Passarella joins from Dow Jones, where he was vice president of institutional markets, responsible for the agency's machine-readable news offerings, and has also held data and technology roles at Bear Stearns, Monitor 110, JP Morgan, Merrill Lynch and Morgan Stanley, while Balser was most recently vice president of business development and head of sales at social media-driven finance platform StockTwits, prior to which he held senior institutional sales roles at Cuttone Capital Markets, Cowen Group, Citigroup, Merrill Lynch and Lazard.
"If you use news in your models, this is a natural next step," Passarella says. Financial firms can harness DataSift's flow of social data either as a leading indicator of market activity -- such as for traders to predict price movements based on Tweets rather than news stories, since important events can sometimes break minutes or hours earlier on social media sources than on mainstream newswires, or to widen or tighten spreads based on events -- or as an indicator of "velocity" to show the level of interest in companies or topics, which can be further segmented geographically using location data integrated from a third party, which would allow analysts to look at consumer sentiment for a company's products in a specific country or region, for example, or to assign greater weight to sentiment from a certain geographical area, he says.
Rob Bailey, chief executive of DataSift, says the vendor originally focused on the social tech space, but was "amazed" by the range of companies in other fields that contacted it, especially from the financial industry. "Traders are increasingly viewing social data and what we do with real-time news as an important part of their trading process," he says. "For example, long investors are looking for sentiment around product launches and analysis of a company's competitors, while high-frequency traders are looking to analyze news sentiment. We're also seeing demand from broker networks where five years ago customers would call their broker to ask about something they had seen on the internet-now they are calling to ask about things they've seen on Twitter, and brokers have to be aware of that."

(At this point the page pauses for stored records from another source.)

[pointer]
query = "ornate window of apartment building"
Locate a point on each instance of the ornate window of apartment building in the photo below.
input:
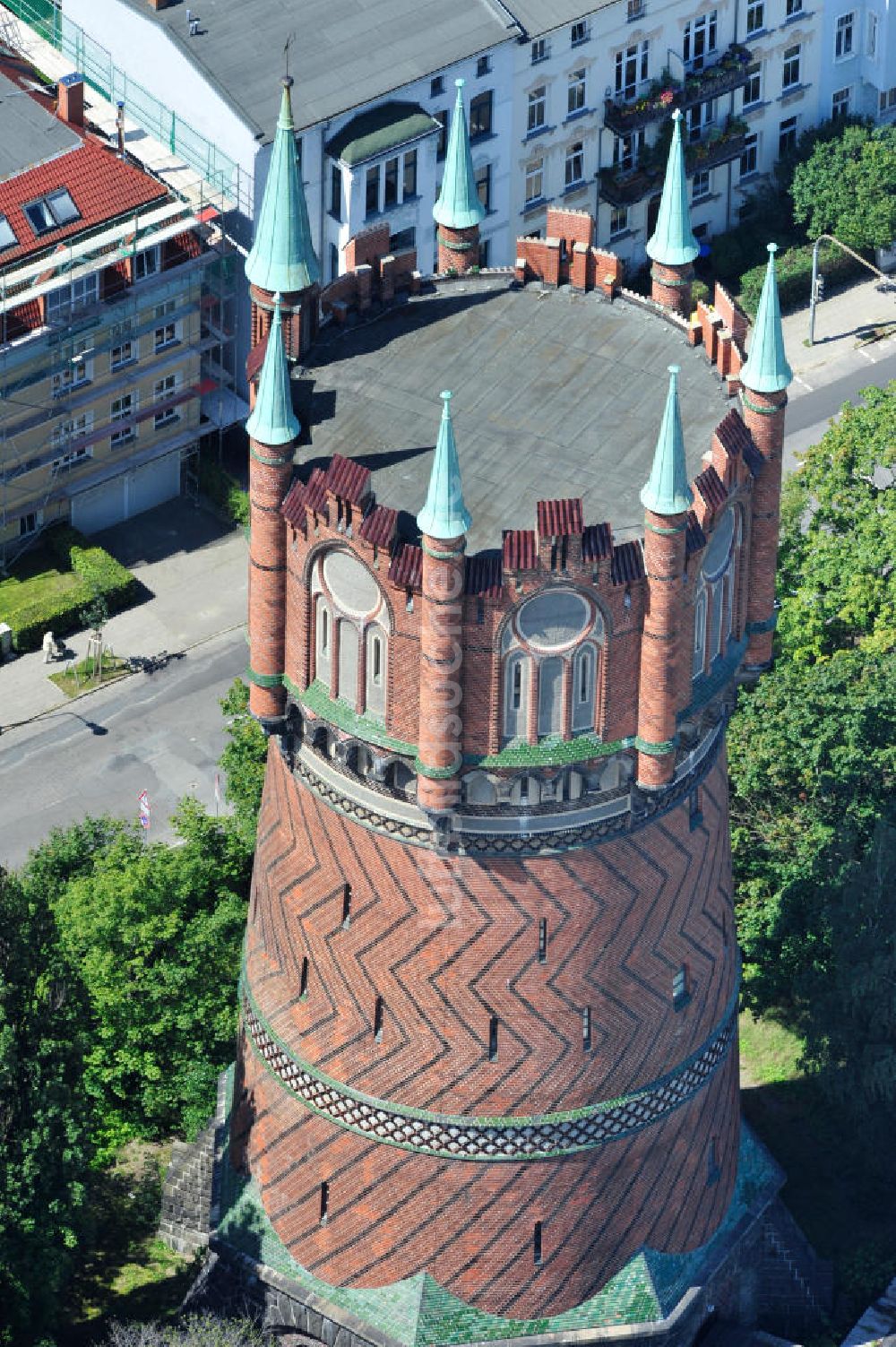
(574, 168)
(537, 109)
(749, 158)
(844, 35)
(575, 93)
(534, 181)
(754, 86)
(840, 102)
(789, 74)
(700, 39)
(787, 136)
(631, 67)
(481, 115)
(754, 16)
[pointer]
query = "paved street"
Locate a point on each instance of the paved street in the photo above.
(159, 733)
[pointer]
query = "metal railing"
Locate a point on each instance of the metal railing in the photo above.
(95, 62)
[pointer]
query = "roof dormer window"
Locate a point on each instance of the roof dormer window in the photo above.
(7, 236)
(51, 212)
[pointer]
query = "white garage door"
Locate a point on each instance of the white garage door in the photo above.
(100, 506)
(131, 493)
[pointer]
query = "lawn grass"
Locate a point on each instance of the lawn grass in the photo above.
(127, 1274)
(77, 679)
(37, 577)
(839, 1192)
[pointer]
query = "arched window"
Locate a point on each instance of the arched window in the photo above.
(583, 685)
(376, 671)
(325, 640)
(700, 634)
(348, 686)
(515, 695)
(550, 696)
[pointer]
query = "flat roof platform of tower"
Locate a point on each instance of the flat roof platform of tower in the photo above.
(556, 395)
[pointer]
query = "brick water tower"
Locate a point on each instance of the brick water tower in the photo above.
(487, 1082)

In addition, social media can provide a window into the opaque world of private company data, by allowing users to isolate what a specific company's employees are posting about. "Or if you see the executive team from a company all ‘checking in' at a restaurant in Redmond, WA [home of Microsoft], that could be a significant indicator," Bailey adds.
Passarella says the vendor will begin creating products tailored to the needs of financial firms, but which will be standardized in such a way that will be more akin to the standard datafeeds they are used to dealing with, before expanding to other markets, such as the UK, where the vendor already has a presence in Reading.